Once hematopoietic fate is acquired from HE and cells bud from the endothelium, multiple steps are involved as these cells transition towards maturation. This was beautifully demonstrated during Zon's presentation, in which he played an animated film depicting the ‘birth’ of a blood cell from the zebrafish endothelium and its subsequent migratory course. After cells detach from the zebrafish dorsal aorta, they migrate via a non-circulatory route towards the caudal hematopoietic tissue (CHT). An endothelial cell of the CHT vasculature then envelops the entering HSC. The HSC then undergoes an oriented cell division, and one daughter cell immediately enters the circulation, while the other remains in the CHT niche (Tamplin et al., 2015).
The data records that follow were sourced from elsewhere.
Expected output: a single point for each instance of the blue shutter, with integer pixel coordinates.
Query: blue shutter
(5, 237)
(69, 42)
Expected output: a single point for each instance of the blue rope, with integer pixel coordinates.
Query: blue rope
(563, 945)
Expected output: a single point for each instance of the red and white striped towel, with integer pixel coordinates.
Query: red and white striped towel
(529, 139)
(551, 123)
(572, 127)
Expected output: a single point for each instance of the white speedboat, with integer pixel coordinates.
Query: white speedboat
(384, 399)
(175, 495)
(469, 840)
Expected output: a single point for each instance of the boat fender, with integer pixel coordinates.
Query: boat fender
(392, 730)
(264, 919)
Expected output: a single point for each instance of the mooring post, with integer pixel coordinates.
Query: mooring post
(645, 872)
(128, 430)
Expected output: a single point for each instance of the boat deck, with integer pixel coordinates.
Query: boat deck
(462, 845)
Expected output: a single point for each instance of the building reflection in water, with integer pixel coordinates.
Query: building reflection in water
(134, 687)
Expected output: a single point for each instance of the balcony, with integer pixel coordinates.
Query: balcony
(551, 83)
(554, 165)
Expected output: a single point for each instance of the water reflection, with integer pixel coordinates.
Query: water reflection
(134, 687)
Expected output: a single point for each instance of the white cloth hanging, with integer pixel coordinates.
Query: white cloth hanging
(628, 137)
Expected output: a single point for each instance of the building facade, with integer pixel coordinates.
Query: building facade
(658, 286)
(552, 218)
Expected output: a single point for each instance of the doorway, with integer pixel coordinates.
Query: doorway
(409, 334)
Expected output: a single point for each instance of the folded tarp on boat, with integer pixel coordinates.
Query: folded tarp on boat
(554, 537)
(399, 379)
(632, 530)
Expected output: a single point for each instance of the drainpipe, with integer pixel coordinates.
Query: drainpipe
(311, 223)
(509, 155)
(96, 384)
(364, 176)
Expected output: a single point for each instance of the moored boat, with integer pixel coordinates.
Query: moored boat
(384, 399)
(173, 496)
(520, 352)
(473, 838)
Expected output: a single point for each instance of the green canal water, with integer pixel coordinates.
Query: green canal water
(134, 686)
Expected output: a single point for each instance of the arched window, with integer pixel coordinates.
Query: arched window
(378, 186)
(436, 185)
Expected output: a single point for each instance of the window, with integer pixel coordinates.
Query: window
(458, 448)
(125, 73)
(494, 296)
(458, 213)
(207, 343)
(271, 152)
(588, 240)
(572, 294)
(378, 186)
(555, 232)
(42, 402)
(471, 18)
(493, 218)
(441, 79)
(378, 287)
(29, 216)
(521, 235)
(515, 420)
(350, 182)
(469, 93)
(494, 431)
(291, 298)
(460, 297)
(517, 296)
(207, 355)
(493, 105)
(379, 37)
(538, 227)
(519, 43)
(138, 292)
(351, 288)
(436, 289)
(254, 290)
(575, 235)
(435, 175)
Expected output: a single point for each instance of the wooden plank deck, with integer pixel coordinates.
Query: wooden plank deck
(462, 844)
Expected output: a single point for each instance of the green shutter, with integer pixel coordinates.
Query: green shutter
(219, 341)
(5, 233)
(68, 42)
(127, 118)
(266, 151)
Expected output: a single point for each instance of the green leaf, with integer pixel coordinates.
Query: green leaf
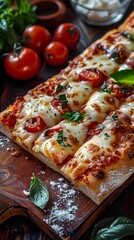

The chemokine CXCL12 is required in CHT niche cells for this interaction, and its receptor CXCR4 is expressed on HSCs. Time-lapse imaging from the Zon group implicated a new cell player – the macrophage – in the release of budding HSCs from the aorta to allow for egress into the CHT. If macrophage populations are depleted in the zebrafish, HSCs appear to remain ‘stuck’ to the aorta, probably due to overabundant matrix interactions that the macrophages help degrade. This hypothesis fits well with data presented by Trista North, whereby primitive myeloid cells provide signaling required for HSCs in a network in which macrophages precede neutrophils. In this context, the inhibition of Mmp2/Mmp9 activity also reduced HSC emergence. These data suggest that other hematopoietic cells in the embryo play non-cell-autonomous roles in HSC emergence, and that inflammatory mechanisms are probably at play. Continuing the theme of non-cell-autonomous influences, Wilson Clements (St. Jude's Children's Research Hospital, Memphis, USA) investigated the role of the niche in HE. His work demonstrated that the sclerotome compartment of the somite, without directly contributing to the endothelium or blood, is required during HSC emergence during zebrafish embryogenesis. This work suggests an origin for the niche cells that regulate HSC emergence and, consequently, the later steps of hematopoiesis.
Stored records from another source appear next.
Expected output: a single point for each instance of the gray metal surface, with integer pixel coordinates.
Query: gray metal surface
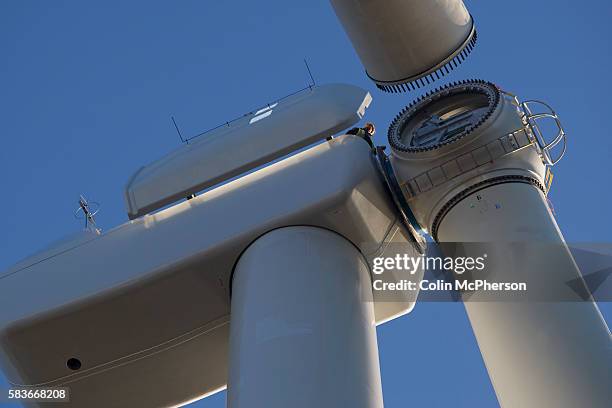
(256, 139)
(406, 44)
(145, 306)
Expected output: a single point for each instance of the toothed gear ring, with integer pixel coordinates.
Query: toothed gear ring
(443, 116)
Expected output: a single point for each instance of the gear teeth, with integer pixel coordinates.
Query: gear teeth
(485, 87)
(439, 73)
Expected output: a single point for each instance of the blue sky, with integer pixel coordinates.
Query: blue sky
(87, 90)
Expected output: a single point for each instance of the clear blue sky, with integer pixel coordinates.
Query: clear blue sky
(87, 90)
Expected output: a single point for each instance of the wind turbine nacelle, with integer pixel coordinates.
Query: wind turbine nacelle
(465, 136)
(244, 144)
(406, 44)
(138, 316)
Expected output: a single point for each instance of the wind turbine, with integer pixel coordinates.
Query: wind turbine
(261, 280)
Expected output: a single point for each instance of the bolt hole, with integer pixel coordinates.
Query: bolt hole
(73, 363)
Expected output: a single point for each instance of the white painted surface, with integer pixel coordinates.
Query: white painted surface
(302, 331)
(242, 145)
(403, 38)
(538, 354)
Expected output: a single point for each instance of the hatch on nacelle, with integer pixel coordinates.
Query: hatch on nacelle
(244, 144)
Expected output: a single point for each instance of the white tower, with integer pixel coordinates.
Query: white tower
(475, 170)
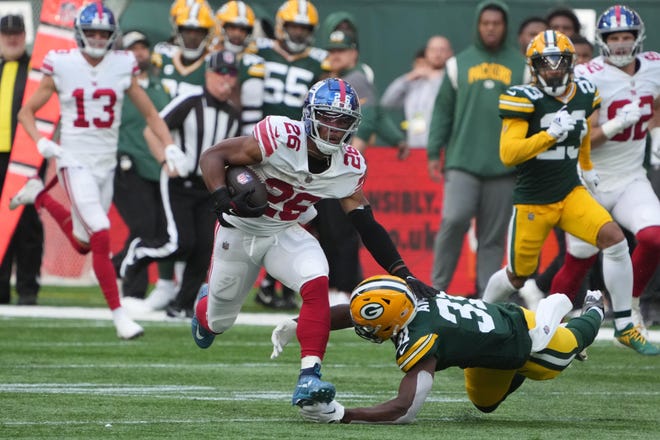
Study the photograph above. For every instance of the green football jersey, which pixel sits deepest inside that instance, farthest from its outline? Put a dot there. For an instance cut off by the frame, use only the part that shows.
(463, 332)
(552, 174)
(177, 78)
(286, 82)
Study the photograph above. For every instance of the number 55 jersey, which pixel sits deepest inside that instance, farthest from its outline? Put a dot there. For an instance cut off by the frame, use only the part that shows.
(620, 160)
(91, 99)
(552, 174)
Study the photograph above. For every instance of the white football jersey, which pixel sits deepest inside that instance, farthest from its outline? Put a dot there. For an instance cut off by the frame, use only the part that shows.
(292, 188)
(620, 160)
(91, 99)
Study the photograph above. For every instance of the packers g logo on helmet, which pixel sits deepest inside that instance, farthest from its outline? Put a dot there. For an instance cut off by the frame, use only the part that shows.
(192, 14)
(381, 306)
(551, 58)
(300, 12)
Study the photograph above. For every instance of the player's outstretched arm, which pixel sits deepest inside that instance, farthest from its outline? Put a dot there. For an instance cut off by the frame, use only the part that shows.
(413, 390)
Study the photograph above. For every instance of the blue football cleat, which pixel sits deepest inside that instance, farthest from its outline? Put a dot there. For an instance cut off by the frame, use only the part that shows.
(202, 337)
(311, 388)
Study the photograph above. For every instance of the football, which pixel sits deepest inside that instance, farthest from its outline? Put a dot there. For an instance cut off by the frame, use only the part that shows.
(241, 179)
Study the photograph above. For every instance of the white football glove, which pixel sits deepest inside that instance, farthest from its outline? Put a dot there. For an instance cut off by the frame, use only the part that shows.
(331, 412)
(655, 146)
(591, 180)
(48, 148)
(561, 125)
(282, 335)
(626, 116)
(176, 160)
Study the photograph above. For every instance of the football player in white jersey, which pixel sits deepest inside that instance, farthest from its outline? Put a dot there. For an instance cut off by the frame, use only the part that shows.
(90, 82)
(300, 162)
(629, 83)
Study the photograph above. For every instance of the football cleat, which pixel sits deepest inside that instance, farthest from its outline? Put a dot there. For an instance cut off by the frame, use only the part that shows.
(310, 388)
(28, 194)
(202, 337)
(631, 337)
(531, 294)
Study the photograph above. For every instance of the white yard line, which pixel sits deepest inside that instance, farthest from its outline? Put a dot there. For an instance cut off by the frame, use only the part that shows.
(266, 319)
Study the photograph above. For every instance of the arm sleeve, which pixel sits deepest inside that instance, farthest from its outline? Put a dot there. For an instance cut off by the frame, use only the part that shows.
(376, 239)
(584, 156)
(395, 93)
(442, 118)
(515, 147)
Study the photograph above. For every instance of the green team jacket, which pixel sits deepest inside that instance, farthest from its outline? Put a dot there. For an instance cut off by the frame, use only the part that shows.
(465, 115)
(462, 332)
(131, 138)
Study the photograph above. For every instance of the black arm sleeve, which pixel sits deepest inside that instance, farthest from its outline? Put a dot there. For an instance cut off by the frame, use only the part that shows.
(378, 241)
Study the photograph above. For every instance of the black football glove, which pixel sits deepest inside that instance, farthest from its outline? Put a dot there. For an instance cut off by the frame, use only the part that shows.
(239, 205)
(420, 289)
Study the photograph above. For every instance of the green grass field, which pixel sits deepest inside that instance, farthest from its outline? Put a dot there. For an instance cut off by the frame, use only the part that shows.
(73, 379)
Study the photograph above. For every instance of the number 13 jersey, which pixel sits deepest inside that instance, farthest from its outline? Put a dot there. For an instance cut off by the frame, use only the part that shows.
(91, 99)
(292, 188)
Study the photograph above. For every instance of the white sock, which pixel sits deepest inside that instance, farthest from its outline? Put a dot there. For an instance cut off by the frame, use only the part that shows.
(618, 277)
(499, 288)
(309, 362)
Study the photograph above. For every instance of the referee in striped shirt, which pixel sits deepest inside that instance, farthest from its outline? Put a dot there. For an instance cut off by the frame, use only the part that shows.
(197, 122)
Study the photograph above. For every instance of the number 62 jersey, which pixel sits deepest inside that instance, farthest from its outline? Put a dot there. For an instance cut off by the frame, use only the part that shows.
(620, 160)
(292, 188)
(91, 99)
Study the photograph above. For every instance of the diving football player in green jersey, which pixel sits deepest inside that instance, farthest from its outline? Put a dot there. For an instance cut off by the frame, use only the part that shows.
(498, 346)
Understanding and recapitulating the development of HSCs in vitro remains a significant challenge in the field, one that has important therapeutic implications. Gordon Keller (McEwen Centre for Regenerative Medicine, Toronto, Canada) discussed how lessons learned from the embryo can be instructive in generating HSCs from embryonic stem cells (ESCs), but also pointed out that the direct accessibility of ESC models for manipulation will lead to new insights into embryonic development. Multiple additional talks focused on developing HSCs in vitro, via the differentiation of ESCs, the direct reprogramming of fibroblasts and the differentiation of induced pluripotent stem cells (iPSCs).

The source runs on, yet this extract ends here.